Yu Chengzhu, Wójcicki Kamil K, Loizou Philipos C, Hansen John H L, Johnson Michael T
Department of Electrical Engineering, Erik Jonsson School of Enigneering and Computer Science, University of Texas at Dallas, Richardson, Texas 75083.
Speech and Signal Processing Laboratory, Marquette University, 1515 West Wisconsin Avenue, Milwaukee, Wisconsin 53201-1881.
J Acoust Soc Am. 2014 May;135(5):3007-16. doi: 10.1121/1.4869088.

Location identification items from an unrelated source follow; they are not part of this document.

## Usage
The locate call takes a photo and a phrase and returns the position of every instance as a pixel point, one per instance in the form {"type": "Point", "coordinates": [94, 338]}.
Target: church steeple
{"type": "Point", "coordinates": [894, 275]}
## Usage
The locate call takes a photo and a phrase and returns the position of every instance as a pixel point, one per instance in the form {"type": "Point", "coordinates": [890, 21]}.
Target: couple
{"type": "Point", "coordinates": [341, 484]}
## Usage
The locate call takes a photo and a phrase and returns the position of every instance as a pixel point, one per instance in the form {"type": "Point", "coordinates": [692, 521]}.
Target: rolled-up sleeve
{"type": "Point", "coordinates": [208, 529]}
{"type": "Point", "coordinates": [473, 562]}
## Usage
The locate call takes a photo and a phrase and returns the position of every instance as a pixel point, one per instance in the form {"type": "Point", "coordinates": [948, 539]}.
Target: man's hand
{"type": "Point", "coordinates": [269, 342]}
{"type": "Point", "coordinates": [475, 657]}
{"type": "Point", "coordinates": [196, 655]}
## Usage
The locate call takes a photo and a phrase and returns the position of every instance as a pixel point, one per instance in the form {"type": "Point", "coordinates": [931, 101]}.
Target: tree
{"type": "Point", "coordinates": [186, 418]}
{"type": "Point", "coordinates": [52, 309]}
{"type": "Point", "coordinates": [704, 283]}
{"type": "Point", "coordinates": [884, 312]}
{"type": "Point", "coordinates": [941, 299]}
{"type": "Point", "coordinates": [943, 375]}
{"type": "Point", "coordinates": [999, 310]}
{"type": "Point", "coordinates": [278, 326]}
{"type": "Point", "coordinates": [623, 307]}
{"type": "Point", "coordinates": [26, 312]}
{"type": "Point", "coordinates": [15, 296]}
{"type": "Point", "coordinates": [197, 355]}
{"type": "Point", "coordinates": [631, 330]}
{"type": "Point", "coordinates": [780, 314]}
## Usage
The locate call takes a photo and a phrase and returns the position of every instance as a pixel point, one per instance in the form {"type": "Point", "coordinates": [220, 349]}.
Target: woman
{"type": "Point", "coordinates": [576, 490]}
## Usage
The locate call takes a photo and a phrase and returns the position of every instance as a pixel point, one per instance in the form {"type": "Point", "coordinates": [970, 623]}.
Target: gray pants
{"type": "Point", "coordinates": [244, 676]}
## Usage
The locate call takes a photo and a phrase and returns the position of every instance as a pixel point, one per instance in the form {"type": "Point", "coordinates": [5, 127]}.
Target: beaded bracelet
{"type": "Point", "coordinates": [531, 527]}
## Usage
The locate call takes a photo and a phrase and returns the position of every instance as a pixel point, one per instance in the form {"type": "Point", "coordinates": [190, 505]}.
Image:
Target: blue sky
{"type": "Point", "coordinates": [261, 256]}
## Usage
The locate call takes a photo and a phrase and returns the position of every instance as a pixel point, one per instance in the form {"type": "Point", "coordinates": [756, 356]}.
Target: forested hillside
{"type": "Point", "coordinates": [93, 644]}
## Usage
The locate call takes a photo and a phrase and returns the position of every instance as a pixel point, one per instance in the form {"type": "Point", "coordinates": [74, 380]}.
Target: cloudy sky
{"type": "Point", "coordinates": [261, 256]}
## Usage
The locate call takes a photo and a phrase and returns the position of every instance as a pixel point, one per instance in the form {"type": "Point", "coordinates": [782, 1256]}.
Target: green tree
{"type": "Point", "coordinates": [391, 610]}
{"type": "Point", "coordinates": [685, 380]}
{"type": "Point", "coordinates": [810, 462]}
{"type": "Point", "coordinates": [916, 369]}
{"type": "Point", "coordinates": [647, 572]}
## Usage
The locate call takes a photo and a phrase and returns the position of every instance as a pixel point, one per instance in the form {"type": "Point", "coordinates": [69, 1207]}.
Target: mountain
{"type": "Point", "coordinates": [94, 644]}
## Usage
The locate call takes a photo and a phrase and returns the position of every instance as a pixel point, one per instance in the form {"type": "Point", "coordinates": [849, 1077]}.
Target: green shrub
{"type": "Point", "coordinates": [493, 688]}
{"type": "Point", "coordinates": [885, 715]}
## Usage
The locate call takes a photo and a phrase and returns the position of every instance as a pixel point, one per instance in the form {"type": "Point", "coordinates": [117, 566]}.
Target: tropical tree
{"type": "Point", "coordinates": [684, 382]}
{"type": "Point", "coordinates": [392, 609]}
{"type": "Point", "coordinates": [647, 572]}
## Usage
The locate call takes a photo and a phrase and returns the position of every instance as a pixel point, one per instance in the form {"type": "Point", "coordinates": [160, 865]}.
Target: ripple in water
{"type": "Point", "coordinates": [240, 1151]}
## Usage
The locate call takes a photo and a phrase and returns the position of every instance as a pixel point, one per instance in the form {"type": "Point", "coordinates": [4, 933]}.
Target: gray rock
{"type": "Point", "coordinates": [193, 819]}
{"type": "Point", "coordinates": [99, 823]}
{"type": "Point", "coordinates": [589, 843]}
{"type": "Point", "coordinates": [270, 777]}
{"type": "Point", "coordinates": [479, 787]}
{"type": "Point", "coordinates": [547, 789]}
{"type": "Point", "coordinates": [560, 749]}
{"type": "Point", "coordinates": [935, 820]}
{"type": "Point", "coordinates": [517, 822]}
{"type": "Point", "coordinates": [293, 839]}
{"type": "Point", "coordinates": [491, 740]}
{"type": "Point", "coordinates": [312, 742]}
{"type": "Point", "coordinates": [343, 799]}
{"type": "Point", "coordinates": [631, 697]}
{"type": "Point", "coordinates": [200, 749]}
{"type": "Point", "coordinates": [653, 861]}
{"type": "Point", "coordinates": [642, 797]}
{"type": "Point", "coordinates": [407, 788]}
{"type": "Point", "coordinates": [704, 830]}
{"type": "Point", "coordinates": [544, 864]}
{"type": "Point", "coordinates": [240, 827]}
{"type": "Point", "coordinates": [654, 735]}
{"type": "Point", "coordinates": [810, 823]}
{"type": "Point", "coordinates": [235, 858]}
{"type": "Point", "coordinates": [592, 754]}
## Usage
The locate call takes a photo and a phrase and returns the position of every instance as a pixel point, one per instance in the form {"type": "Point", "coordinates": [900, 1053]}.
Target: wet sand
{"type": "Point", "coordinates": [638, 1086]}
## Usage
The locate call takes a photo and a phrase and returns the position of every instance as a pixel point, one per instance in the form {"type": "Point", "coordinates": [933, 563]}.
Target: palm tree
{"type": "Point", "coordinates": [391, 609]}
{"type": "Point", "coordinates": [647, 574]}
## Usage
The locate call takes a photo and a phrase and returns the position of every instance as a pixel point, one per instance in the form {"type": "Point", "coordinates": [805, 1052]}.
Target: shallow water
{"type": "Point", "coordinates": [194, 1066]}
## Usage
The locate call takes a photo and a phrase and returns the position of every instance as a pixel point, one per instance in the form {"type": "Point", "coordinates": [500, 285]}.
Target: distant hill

Recent studies on binary masking techniques make the assumption that each time-frequency (T-F) unit contributes an equal amount to the overall intelligibility of speech. The present study demonstrated that the importance of each T-F unit to speech intelligibility varies in accordance with speech content. Specifically, T-F units are categorized into two classes, speech-present T-F units and speech-absent T-F units. Results indicate that the importance of each speech-present T-F unit to speech intelligibility is highly related to the loudness of its target component, while the importance of each speech-absent T-F unit varies according to the loudness of its masker component. Two types of mask errors are also considered, which include miss and false alarm errors. Consistent with previous work, false alarm errors are shown to be more harmful to speech intelligibility than miss errors when the mixture signal-to-noise ratio (SNR) is below 0 dB. However, the relative importance between the two types of error is conditioned on the SNR level of the input speech signal. Based on these observations, a mask-based objective measure, the loudness weighted hit-false, is proposed for predicting speech intelligibility. The proposed objective measure shows significantly higher correlation with intelligibility compared to two existing mask-based objective measures.
近期关于二元掩蔽技术的研究假设,每个时频(T-F)单元对语音的整体可懂度贡献相等。本研究表明,每个T-F单元对语音可懂度的重要性会根据语音内容而变化。具体而言,T-F单元被分为两类,即有语音的T-F单元和无语音的T-F单元。结果表明,每个有语音的T-F单元对语音可懂度的重要性与其目标成分的响度高度相关,而每个无语音的T-F单元的重要性则根据其掩蔽成分的响度而变化。还考虑了两种类型的掩蔽错误,即漏报和误报错误。与先前的研究一致,当混合信号噪声比(SNR)低于0 dB时,误报错误对语音可懂度的危害比漏报错误更大。然而,这两种错误类型之间的相对重要性取决于输入语音信号的SNR水平。基于这些观察结果,提出了一种基于掩蔽的客观度量,即响度加权命中-错误率,用于预测语音可懂度。与现有的两种基于掩蔽的客观度量相比,所提出的客观度量与可懂度的相关性显著更高。